The class of 2020 of the PS11 didn’t get to play the final concert. When schools closed in March, Sri Reddy wrapped electrical cords, tied up classroom chairs, de-tuned the violins, cleaned his instruments, and packed them in the band room closet for storage. done.
Virtual learning was challenging. “Initially it was a nightmare,” said Sri Reddy. He spent hours creating video recording assignments for students to upload to his Google Classroom. Over the summer he scoured YouTube looking for any ideas to bolster his course.

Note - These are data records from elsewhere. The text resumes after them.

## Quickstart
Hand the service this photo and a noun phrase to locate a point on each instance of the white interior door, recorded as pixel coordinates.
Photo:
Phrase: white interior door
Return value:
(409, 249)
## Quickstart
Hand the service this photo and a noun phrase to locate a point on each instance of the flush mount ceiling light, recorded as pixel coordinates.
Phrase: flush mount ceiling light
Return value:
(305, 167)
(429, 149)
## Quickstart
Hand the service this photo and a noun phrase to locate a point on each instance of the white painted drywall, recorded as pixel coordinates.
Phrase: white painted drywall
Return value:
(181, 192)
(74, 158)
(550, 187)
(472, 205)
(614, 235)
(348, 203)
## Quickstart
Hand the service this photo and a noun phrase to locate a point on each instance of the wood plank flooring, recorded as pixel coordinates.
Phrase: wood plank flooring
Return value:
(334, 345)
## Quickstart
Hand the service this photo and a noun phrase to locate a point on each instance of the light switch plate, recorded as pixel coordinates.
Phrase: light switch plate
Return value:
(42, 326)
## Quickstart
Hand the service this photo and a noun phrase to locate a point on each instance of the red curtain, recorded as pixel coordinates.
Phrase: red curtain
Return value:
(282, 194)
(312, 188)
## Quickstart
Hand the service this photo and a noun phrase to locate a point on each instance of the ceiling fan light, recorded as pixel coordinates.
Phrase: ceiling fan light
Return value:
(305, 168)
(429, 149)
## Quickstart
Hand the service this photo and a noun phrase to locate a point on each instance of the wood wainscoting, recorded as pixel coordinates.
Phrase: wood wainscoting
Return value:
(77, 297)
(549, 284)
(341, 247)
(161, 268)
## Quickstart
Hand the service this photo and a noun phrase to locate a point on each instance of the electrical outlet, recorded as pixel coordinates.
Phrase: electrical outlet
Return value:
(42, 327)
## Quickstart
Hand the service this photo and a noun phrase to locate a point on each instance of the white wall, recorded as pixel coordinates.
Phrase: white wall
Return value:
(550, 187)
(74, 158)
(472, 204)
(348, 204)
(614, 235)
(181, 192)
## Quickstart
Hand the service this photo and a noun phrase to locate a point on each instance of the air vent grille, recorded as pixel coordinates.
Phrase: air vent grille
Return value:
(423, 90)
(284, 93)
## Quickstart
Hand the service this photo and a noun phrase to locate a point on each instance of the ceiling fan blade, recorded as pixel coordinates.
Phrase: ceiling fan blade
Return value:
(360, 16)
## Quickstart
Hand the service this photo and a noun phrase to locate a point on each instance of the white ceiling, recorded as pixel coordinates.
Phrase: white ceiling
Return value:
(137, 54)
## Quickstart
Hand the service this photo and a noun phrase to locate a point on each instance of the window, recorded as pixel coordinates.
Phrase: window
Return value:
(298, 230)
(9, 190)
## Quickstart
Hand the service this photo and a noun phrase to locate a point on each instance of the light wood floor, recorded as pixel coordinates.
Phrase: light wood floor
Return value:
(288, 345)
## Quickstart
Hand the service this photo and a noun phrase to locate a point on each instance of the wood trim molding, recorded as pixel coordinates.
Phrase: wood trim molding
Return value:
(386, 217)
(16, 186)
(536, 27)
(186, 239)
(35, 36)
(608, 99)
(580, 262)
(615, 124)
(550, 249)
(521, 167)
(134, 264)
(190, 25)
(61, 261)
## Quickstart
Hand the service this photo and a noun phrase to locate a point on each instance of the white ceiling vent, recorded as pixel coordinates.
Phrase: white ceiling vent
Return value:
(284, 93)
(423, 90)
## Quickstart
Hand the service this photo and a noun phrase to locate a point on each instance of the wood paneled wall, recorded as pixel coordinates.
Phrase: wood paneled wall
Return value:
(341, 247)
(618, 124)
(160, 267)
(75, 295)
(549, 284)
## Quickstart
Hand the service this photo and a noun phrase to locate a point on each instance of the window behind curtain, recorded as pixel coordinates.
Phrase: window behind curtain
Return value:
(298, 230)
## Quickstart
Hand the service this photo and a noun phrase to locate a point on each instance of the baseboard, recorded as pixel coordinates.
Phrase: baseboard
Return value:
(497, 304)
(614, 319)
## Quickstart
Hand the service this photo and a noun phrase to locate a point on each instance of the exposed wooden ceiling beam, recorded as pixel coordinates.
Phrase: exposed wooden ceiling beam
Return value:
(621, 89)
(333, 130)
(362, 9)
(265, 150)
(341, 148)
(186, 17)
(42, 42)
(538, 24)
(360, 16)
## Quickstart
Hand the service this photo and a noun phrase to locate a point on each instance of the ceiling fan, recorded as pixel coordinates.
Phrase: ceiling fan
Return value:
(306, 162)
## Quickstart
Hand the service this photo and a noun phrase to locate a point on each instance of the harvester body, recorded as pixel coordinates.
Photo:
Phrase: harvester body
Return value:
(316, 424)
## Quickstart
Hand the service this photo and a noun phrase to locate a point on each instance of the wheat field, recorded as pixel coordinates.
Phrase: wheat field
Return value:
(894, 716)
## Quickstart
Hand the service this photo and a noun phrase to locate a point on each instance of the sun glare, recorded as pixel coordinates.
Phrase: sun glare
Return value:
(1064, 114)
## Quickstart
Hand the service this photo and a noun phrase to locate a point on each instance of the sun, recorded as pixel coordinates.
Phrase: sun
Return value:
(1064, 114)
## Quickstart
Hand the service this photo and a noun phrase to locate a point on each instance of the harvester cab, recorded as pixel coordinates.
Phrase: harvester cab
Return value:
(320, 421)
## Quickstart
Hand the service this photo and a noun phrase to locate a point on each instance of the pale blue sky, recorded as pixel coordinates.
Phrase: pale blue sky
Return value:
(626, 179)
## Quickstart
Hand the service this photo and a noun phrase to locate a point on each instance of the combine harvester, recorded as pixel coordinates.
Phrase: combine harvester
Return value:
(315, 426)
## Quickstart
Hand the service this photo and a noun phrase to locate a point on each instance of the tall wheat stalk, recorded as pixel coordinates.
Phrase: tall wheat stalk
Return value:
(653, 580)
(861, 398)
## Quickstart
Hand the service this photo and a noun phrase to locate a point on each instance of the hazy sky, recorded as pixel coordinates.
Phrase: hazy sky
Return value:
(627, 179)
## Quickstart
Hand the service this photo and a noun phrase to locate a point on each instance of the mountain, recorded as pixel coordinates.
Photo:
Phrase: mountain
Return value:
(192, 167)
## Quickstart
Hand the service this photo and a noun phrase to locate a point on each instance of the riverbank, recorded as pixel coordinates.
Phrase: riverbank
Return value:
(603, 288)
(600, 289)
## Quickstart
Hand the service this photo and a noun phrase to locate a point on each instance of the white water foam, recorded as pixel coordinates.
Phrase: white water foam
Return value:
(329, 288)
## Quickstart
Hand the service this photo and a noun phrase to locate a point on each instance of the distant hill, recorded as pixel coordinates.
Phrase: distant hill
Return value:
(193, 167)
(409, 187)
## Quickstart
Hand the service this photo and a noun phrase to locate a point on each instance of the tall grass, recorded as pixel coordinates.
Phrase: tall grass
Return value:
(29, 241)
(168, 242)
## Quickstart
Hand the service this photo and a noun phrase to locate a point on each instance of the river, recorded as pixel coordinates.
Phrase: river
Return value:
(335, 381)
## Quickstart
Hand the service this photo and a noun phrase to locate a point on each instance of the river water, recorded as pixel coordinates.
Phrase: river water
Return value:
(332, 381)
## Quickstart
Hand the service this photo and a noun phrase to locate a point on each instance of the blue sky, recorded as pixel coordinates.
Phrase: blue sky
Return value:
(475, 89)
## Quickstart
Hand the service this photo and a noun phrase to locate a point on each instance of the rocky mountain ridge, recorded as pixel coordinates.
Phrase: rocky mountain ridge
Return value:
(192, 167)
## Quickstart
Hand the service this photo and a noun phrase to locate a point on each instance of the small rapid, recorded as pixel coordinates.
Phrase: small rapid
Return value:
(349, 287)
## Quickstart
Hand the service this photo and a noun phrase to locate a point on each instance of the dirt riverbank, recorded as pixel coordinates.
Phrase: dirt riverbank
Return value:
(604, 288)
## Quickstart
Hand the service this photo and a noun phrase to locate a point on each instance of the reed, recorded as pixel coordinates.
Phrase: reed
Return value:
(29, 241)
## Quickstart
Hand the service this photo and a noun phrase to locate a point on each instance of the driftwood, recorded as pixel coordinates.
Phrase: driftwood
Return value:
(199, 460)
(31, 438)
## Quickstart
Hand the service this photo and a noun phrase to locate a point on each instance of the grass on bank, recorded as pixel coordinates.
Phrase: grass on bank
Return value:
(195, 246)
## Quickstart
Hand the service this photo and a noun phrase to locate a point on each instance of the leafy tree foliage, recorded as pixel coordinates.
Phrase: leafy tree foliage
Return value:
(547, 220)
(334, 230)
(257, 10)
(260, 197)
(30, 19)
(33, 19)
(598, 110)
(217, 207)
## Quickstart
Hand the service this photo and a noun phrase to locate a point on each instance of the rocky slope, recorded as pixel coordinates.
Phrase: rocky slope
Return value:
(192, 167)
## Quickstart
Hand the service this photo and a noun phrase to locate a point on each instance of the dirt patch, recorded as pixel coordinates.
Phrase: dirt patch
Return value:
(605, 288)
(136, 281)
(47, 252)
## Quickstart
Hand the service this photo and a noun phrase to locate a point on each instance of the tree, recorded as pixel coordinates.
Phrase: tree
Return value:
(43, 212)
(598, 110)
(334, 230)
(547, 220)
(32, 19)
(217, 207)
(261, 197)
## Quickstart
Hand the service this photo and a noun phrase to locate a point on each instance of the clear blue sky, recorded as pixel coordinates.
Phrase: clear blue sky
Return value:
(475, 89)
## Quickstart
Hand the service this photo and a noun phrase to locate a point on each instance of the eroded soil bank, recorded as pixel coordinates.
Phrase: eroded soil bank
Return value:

In the next school year, each music student received a recorder or guitar to play in the classroom. Students used Chrome Music Lab to create songs and submit them as assignments. But nothing compared to being in a physical class, and some students stopped attending, Mr Reddy said.
Julian Sanon started out as one of Sri Reddy’s violin students in the second grade. He did not attend online music classes during the pandemic. Instead, he, his father, and his brothers played music together at home and even formed a family band that lasted a week. But Sanon missed his individual music classes at school, where he could play more complex arrangements with his friends in the drum line.
Now that school is back in person, “everyone around you is connected in a single melody,” said Sanon in one of his favorite places: Sri Reddy’s music hall.
“Yeah,” shouted another fifth grader in the drum line, Miles Dutra. “Because you have to play in harmony. If one person messes up, everyone messes up.”
Sanon shook his head. “So, when you fix it, it’s kind of peaceful.” They said.
Next year, budget cuts could force some schools to reevaluate their arts programs. The school budget is typically tied to the number of students enrolled, and many schools will see a decrease in the next school year, as the number of students in New York City’s public schools has declined by 6.4 percent since the start of the pandemic. .
Elizabeth Guglielmo, music director for NYC Public Schools, said music was hard hit during the pandemic, but art is essential to the resocialization process. “It has always been our hope to see this as a core theme,” said Ms Guglielmo.
In PS11, enrollment declined by about 3 percent between this school year and the last one, according to Ms. Hope, who said she may have to rely more heavily on the PS11’s relatively larger PTA budget, a resource that many Schools do not have it. , to fund the concert. “I hope Meyer is able to rethink how we invest in our children,” she said.
As his final elementary school year draws to a close, Jair Johnson, a 10-year-old percussionist who made his drum out of cardboard in his apartment during the pandemic, can be found Thursday at drum line practice with a shiny aluminum harness. drumming on his shoulders.
Johnson likes to have all of the classroom equipment at her fingertips. “You can try congas, violin, piano, djembas, guitar,” he said. One instrument he doesn’t recommend is the cello, but he prefers to “hold the guitar and just start playing”. “It’s calming for me.”
In the evenings at home, Johnson watches instructional drumming videos on YouTube and uses scenes from the 2002 film “Drumline” to learn new percussion techniques.
Sri Reddy recognizes enthusiasm from his early days as a musician, when he was growing up on a rural farm in Delaware. “Music was my best friend,” he said.
In school, music instilled confidence and allowed her to participate socially in class without words. It now does the same for their sober students. “Kids really find their voice through music in a way they can’t find through anything else,” he said.
As PS11’s fifth class of 2022 gears up for graduation this month, some of Sri Reddy’s students have already accepted placements in middle schools with special music programmes. One goal of the band program is to prepare students for more challenging musical instruction. But mostly, Sri Reddy says, he wants kids to leave school to love music.
“It’s not about trying to make a little Mozart, it’s about the students finding their strengths,” he said. “We are the people who have to move the music forward in this moment.”